Marc Légasse, un escritor vascofrancés,
pidió que las fuerzas abertzales presentasen
como candidatos a presos de ETA, exiliados
y madres de fusilados en una lista única denominada
“Presoak Cortes-etara”. Su amigo
Telesforo Monzón, histórico dirigente del
PNV, ahora en la órbita de ETA militar, invitó
a los nacionalistas a confeccionar una lista
similar. Sin embargo, para Monzón dicha
candidatura era sólo parte de un plan más
ambicioso. Para él, sólo había dos fuerzas
vascas: PNV y ETA, “los gudaris de ayer” y
“los gudaris de hoy”. Su misión era unirlos
para ir a “Madrid” con un “programa de
pueblo”. La primera fase del plan consistía
en una reunión entre ambas. A partir de ahí
se ampliaría a todos los partidos nacionalistas
para construir un frente que concertase
“conjuntamente su acción con destino a la
independencia de Euskadi”. La candidatura
se presentaría a las elecciones, pero sus diputados,
en vez de acudir a las Cortes, irían
a Pamplona, donde formarían la “Asamblea
de Euskadi” que elegiría un nuevo Gobierno
Vasco (consideraba ilegítimo el que Leizaola
presidía por incluir a los socialistas, pero no
a ETA). Ese ejecutivo negociaría “con Madrid”

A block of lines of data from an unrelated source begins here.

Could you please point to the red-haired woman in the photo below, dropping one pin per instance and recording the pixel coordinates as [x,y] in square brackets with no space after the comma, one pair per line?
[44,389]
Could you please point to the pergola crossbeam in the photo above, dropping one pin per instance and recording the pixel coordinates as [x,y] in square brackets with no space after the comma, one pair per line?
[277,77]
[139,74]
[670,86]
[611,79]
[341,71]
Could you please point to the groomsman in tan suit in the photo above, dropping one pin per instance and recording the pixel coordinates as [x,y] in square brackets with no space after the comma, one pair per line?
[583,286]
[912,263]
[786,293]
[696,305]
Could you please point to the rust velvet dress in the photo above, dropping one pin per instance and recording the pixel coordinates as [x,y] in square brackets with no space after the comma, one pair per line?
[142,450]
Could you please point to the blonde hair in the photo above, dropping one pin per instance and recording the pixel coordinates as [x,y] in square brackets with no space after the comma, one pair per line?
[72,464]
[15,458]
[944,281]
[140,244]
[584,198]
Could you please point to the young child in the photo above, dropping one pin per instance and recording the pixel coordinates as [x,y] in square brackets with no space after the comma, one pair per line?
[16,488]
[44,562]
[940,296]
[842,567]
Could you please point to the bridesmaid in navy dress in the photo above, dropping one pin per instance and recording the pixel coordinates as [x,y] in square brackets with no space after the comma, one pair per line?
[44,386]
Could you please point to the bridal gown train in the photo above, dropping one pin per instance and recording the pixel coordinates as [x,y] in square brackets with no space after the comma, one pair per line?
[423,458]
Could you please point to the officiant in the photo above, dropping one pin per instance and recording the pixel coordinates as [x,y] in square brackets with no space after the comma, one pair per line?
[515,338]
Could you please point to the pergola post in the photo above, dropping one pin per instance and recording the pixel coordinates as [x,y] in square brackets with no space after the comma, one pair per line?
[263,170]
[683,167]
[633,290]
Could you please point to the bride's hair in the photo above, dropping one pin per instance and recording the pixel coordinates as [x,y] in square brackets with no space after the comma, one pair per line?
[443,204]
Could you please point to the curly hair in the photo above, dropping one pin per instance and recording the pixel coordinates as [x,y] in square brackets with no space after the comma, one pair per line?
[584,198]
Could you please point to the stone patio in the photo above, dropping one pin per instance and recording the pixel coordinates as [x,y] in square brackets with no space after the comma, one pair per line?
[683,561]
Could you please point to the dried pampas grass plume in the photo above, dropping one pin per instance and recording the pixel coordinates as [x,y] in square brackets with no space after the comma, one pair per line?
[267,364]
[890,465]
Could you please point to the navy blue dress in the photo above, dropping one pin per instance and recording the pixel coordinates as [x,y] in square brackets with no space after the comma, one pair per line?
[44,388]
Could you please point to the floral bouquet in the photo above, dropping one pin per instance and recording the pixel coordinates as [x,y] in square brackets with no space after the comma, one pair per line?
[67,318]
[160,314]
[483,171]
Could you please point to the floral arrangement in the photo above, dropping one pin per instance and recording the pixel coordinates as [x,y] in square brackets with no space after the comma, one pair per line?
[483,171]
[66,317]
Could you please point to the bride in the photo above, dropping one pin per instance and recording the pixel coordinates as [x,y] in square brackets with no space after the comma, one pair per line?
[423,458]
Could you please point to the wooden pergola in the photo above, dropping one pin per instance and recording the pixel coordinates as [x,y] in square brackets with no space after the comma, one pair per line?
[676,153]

para “poder firmar el armisticio a cambio
de que se cumplan las reclamaciones
vascas”; esto es, el fuero y “la soberanía”.
“Si nos unimos”, declaró Monzón, “el Estado
de Euskadi Sur puede hallarse en trance
de nacer. Si nos disgregamos y enfrentamos,
podemos hallarnos en vísperas de una nueva
guerra civil entre vascos”.
ETA militar apoyó la iniciativa, pero seguía
su propia agenda. La banda utilizó los
encuentros organizados por Monzón para
tratar de imponer al resto del nacionalismo
vasco la abstención a las elecciones, que
consideraba una trampa para la “lucha
armada”, la pureza del independentismo y
su caudillaje pretoriano. “Si arrastramos al
PNV por el camino de la lucha y fuera de
las vías parlamentarias, entraría en nuestra
dinámica y caería bajo nuestra égida”.
La “Cumbre Vasca” auspiciada por Monzón
tuvo lugar entre abril y mayo de 1977
en el hotel Chiberta (Anglet, cerca de Bayona).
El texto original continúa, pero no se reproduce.